I say roughly because it does add and subtract things in order to make it flow better as a manga. Totally understandable. The only problem with that, though, is that certain story elements seem a bit… rushed. Remember all of those epic dungeons you had to fight through, most are condensed into only a handful of pages, roughly around 2-5. So the temple elements seem a bit rushed. Then again, fat had to be trimmed somewhere in order to make it fit into a two volume story, and the temples are where you are, well, alone. I don’t think we need pages and pages of “Listen!”. Speaking of which, each of the volumes follow half of the game, with volume one following Young Link and volume two following Adult Link. Aside from the short temple sections, the rest of the story follows Link as he travels across Hyrule in order to fulfill his destiny to defeat Ganondorf. Since it has been a while since I’ve played the game, I can not say how closely the rest of the story follows it. That being said, the book never felt like it tried to hard and didn’t feel like it didn’t try enough to tell a Zelda story. It was a Zelda story. All those feelings you had when you played the game, they get you here as well. Either that or it is the nostalgia talking.
At the end of each arc, there is a short story relating to that specific Link. The Young Link story revolves around a festival of sorts and a play where Link gets chosen to play the hero and Mido, the jealous jerk that he is, steals Link’s hero mask, which is then stolen by Skull Kid. The Adult Link story revolves around Link trying to help the young prince of tribe of bird creatures to sprout his wings and learn to fly so he can rejoin his flock. The Young Link story was decent, but the Adult Link one just bored me to death. I probably would’ve skipped it if it wasn’t for the fact that I was at the end of the book. One thing I would’ve prefered is if they had moved the Young Link side story to the end of the the book from it’s original position at the end of volume one to allow the story of Ocarina of Time to be read uninterrupted.
There really isn’t a whole lot to say about the art. It is your typical, young adult manga style, yet it still feels like The Legend of Zelda. Even the cutsey, chibi art that happens for some of the lighter, funnier moments. Where the art really is fantastic are the few colored pages at the beginning of the book. The art and the color combined, in addition to the different paper stock, make everything “POP” out more and I wish there were more of them.

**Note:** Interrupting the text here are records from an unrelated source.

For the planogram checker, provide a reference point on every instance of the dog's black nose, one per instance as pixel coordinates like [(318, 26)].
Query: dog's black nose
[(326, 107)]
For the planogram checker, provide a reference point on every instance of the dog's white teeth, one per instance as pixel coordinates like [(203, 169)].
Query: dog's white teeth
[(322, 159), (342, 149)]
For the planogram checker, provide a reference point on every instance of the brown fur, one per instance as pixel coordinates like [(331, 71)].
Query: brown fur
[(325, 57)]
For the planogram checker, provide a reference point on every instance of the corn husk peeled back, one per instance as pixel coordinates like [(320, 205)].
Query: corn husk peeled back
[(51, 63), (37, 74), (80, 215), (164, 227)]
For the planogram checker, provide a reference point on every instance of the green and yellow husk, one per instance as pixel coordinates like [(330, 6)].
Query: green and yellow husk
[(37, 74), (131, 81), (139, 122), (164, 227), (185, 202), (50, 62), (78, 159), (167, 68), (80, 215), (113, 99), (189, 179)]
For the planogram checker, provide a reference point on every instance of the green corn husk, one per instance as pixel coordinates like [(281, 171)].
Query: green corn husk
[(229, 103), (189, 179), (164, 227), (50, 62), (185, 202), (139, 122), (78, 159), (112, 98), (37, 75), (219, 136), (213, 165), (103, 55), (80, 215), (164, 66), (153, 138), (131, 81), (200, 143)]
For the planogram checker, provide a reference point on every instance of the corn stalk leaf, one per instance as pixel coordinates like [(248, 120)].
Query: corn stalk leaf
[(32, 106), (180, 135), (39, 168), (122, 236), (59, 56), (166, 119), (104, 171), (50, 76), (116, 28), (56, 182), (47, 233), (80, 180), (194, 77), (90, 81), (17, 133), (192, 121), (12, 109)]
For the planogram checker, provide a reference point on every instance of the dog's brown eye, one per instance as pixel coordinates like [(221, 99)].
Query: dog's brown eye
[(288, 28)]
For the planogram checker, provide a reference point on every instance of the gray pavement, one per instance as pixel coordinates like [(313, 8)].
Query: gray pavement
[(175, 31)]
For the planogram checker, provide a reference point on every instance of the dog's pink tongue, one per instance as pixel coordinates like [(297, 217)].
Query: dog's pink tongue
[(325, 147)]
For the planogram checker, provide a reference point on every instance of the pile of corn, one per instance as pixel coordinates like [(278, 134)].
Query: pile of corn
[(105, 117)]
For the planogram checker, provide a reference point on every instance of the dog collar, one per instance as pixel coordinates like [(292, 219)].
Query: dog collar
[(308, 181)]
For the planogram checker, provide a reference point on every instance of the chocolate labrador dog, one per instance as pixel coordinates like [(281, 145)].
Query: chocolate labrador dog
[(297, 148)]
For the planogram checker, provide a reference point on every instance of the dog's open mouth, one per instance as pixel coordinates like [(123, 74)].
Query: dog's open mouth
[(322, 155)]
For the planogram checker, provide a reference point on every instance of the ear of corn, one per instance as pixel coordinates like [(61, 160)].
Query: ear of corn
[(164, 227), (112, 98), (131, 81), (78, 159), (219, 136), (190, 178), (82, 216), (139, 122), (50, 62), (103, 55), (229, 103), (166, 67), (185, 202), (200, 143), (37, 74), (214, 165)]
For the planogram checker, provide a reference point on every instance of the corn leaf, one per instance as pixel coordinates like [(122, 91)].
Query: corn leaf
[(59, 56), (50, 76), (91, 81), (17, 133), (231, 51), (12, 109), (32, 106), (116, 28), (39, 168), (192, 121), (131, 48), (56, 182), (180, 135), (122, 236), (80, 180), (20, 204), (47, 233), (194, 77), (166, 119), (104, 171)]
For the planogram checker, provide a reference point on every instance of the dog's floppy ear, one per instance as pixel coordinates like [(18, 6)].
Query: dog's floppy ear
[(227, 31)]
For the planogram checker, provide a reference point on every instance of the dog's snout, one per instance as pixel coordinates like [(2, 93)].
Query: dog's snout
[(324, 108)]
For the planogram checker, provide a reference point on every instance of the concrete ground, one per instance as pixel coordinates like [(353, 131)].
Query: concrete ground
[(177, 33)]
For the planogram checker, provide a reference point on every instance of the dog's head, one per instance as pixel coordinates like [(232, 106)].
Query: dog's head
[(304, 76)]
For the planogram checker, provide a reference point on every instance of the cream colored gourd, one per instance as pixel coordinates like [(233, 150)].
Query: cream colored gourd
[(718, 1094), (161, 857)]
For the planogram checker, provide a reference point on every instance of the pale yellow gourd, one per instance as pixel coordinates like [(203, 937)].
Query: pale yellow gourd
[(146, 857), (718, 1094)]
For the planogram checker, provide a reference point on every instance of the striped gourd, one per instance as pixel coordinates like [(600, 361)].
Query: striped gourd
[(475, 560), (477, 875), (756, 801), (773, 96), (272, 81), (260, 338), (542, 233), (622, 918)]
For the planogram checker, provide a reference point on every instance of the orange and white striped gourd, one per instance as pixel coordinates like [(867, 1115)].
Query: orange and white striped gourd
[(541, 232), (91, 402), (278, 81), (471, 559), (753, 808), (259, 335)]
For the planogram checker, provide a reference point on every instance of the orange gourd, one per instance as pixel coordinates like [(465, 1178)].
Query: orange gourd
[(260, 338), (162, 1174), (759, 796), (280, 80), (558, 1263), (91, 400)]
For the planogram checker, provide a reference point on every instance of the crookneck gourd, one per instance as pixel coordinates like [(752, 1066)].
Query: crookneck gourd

So, in a nutshell, The Legend of Zelda – Legendary Edition Volume One: Ocarina of Time is a fantastic retelling of the game’s story. Like with any adaptation it does have it’s pros and cons, but is a fantastic way to relive the story without playing through it again and hopefully might turn people onto the series. While not having read the original printings of the manga, this book might not provide much incentive to double-dip as it appears to only have a handful of colored pages and some of the original sketch work spread throughout the chapters.